How to frame a puzzle without glue

Glue is permanent and changes the surface. These three methods hold a finished puzzle together with pressure and fit instead.

Reasons not to glue: you might want to solve it again, you do not want the gloss, you have seen one warp, or the puzzle is borrowed or destined to be re-gifted. All valid, and none of them mean giving up on display. Three methods hold an unglued puzzle indefinitely.

Method 1: pressure framing

The physics: a puzzle compressed between a stiff backing and a glazing sheet cannot move. Any frame whose internal size matches the finished puzzle within a few millimeters does this.

  1. Pick the frame against your puzzle's measured size (chart in our size guide).
  2. Slide the backing board under the puzzle on a table. Two people make this trivial; one person and patience also works.
  3. Lay the glazing on top, close the frame, done.

Weak point: cheap frames with weak tabs lose pressure over time, and a vertical puzzle that loses pressure sheds pieces inside the frame. Spring clips beat bendable tabs.

Method 2: fitted tray kits

Puzzle frame kits include a recessed tray the puzzle sits inside, so the walls of the tray, not just pressure, stop sideways drift. This is the most forgiving glue-free option for a wall hang, and the included slide-under backing boards make the transfer step easy. The constraint is exact size matching, same as always.

Method 3: the acrylic slide-in case

Skip the frame entirely. A five-sided acrylic case, open on one short edge, sized just over the puzzle: slide the puzzle in on its backing sheet and stand it up.

This is the method Puzzably designed for. Our puzzles all finish at 530 x 390 mm and the case's internal dimensions are 532 x 392 mm, a deliberate 2 mm tolerance. Tight enough that nothing shifts, loose enough that the puzzle slides in and out freely. The whole operation takes about a minute, and undoing it takes the same.

  • The case stands on a shelf, leans on a mantel, or hangs.
  • Edges of the puzzle stay visible through polished acrylic; finished puzzles are objects with thickness, and the case shows it.
  • Re-solving means sliding it out, no scraping, no regret.

Details and dimensions in the acrylic case guide.

Moving a finished puzzle (the part everyone fears)

Whatever the method, the transfer is the risky step. The technique that never fails:

  1. Work on the surface where the puzzle was built. Do not carry it anywhere first.
  2. Slide a thin stiff sheet (foam core, mat board, the frame backing itself) under one edge, low angle, slowly.
  3. Keep advancing until the puzzle is fully on the sheet. Support the middle.
  4. Move the sheet, not the puzzle.

If pieces pop along an edge, press them back before the next slide; never lift the puzzle to fix the middle.

Frequently asked questions

Will an unglued puzzle fall apart in a frame?

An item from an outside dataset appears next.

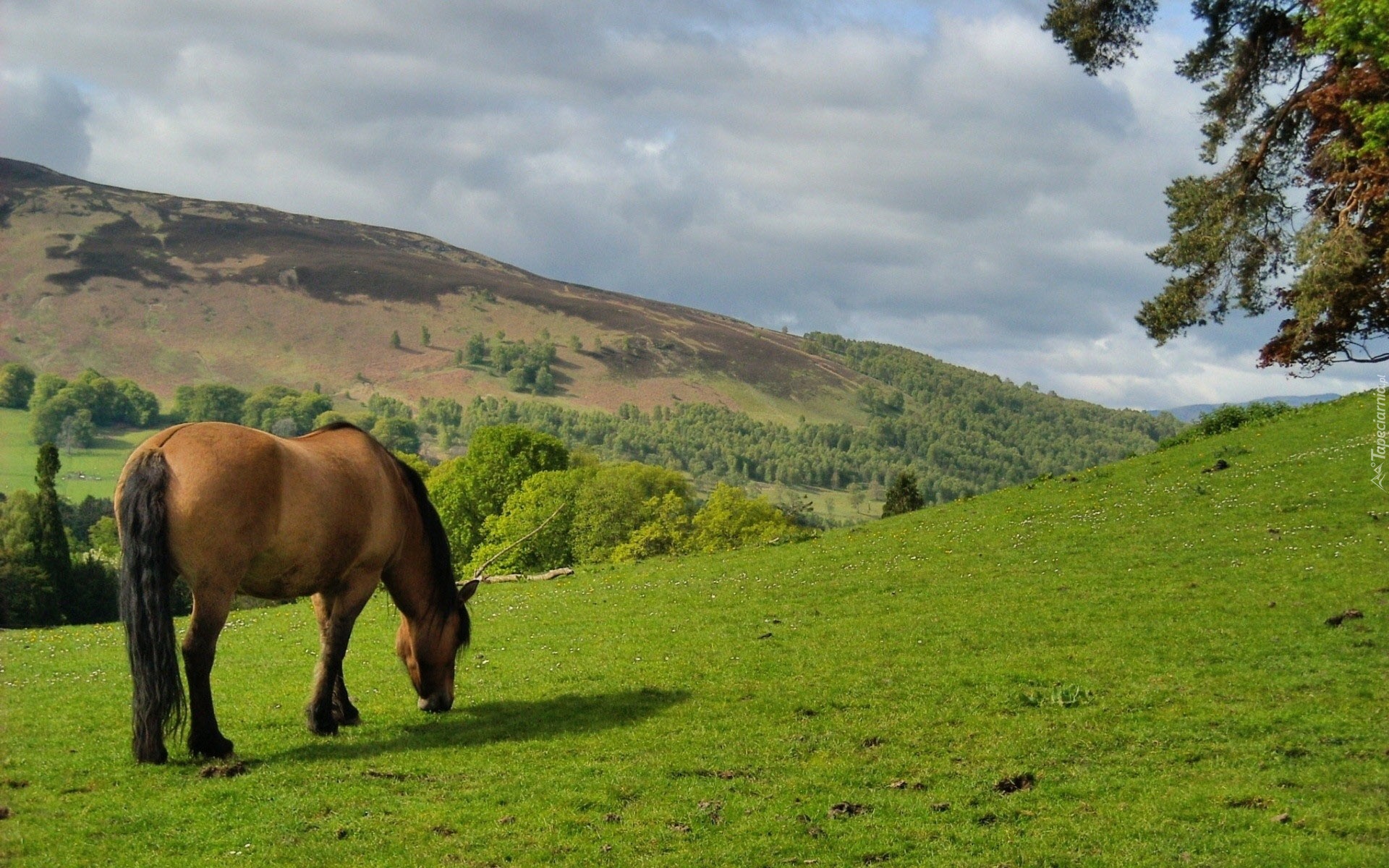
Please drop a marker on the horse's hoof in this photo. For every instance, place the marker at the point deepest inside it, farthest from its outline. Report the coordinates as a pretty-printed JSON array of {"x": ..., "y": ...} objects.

Not if the frame fits. Pressure between backing and glazing plus near-exact sizing keeps pieces locked. Problems come from oversized frames (drift gap) or weak closure tabs that lose pressure over time.

Can you hang a puzzle without glue?

Yes, with a well-fitted pressure frame or a fitted tray kit. For shelf display rather than hanging, an acrylic slide-in case holds the puzzle with no adhesive at all.

How do you keep a puzzle together without glue?

Containment instead of adhesive: a frame that matches the finished size, a tray that stops sideways movement, or a case the puzzle slides into. All three are fully reversible.

What is a puzzle slide-in case?

A five-sided clear acrylic case open on one edge, sized a couple of millimeters over the finished puzzle. The puzzle slides in on a backing sheet and is held by fit. Puzzably cases use a 2 mm tolerance over the 530 x 390 mm puzzle size.